CAI, Zucong, SHAN, Yuhua, XU, Hua
Soil science and plant nutrition 2007 v.53 no.4 pp. 353-361
adverse effects, carbon, ecosystems, emissions factor, fertilizer application, grain yield, greenhouse gas emissions, methane, methane production, nitrogen, nitrogen fertilizers, nitrous oxide, oxidation, paddies, rice, soil
Nitrogen fertilization is essential for achieving high rice yields and is widely practiced in rice cultivation. There is an ongoing discussion on the possible effects of N application on CH₄ emission from rice fields. CH₄ emission is a net consequence of CH₄ production, oxidation and transport from the soil in which the CH₄ is produced to the atmosphere, and the interactions among these processes. Nitrogen influences all the processes of CH₄ emission from rice fields either directly or indirectly and the effects are either negative or positive at the ecosystem, microbial and biochemical level. Because of this complexity and counter-balance among the effects, it is difficult to assess the net N effect on CH₄ emissions from rice fields on a national or global scale. Field measurements also show a contradiction in that positive, negative and no effects of N application on CH₄ emissions have been observed. Nevertheless, it is clear that the effect of N application on CH₄ emission is N-form dependent. Nitrate-based fertilizers are able to mitigate CH₄ emission, but they are rarely applied to rice fields and generally not practicable to mitigate CH₄ emission because of their low use efficiency and stimulatory effect on N₂O emission. In contrast, the application of organic N stimulates CH₄ emission because additional organic carbon is supplied for CH₄ production.
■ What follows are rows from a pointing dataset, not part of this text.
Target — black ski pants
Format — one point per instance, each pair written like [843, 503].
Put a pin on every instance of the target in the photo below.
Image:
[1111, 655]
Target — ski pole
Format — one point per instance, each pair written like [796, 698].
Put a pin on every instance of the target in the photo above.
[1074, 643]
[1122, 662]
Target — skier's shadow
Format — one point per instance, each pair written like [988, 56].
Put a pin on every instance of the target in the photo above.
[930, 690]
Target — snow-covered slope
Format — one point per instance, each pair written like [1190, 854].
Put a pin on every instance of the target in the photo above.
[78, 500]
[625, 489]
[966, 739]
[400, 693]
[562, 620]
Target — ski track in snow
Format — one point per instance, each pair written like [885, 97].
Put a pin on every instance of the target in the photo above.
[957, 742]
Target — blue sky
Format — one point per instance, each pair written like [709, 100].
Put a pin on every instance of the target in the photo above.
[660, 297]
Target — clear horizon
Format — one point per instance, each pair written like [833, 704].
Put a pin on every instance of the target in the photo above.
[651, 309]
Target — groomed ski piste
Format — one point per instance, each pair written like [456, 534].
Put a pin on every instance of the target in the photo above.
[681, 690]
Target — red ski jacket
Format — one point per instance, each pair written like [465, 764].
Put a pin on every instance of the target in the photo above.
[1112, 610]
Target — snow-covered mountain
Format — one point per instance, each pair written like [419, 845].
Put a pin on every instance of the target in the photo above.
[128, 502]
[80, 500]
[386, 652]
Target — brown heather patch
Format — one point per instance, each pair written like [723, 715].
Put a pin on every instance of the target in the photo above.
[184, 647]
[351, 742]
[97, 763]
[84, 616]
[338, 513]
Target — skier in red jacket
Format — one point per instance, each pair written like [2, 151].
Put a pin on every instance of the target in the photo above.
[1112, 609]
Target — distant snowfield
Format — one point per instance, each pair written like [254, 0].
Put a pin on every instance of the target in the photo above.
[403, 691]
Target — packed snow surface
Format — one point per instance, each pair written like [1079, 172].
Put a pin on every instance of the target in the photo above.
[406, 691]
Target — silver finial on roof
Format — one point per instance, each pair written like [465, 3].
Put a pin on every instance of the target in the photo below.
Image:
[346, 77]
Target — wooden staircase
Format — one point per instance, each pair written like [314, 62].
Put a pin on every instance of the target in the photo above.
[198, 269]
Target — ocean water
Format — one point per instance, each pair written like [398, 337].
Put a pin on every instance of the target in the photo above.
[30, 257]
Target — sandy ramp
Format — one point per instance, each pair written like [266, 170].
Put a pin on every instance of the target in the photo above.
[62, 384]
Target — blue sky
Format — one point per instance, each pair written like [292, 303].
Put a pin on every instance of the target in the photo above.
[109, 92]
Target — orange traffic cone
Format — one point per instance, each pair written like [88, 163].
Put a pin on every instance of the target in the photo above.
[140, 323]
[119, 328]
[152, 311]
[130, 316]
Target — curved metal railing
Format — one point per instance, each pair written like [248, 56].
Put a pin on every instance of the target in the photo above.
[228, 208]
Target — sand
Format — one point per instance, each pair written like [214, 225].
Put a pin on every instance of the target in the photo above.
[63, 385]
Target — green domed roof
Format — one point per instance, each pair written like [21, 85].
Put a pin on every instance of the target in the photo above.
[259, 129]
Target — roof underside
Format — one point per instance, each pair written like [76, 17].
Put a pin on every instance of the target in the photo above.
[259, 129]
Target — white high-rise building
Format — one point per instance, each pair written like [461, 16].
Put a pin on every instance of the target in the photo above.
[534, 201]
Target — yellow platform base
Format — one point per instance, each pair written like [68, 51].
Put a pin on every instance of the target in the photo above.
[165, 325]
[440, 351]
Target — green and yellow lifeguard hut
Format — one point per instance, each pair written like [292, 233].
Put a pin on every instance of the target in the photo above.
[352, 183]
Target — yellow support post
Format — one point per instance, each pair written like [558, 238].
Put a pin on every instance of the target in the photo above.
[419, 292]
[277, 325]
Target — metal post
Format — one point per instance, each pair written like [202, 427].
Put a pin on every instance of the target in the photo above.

However, it is not sufficient to conclude that CH₄ emission intensity would have been decreased by the replacement of organic N, which dominated traditional rice cultivations, with chemical N fertilizers, which are used in current rice cultivations, because the fertilizer replacement has also enhanced rice yields, which in turn affects CH₄ production, oxidation and transport. Establishing quantitative relationships between N status in soil and CH₄ production, oxidation and transport is essential to assess the effects of chemical N fertilizer application on CH₄ emissions from rice fields.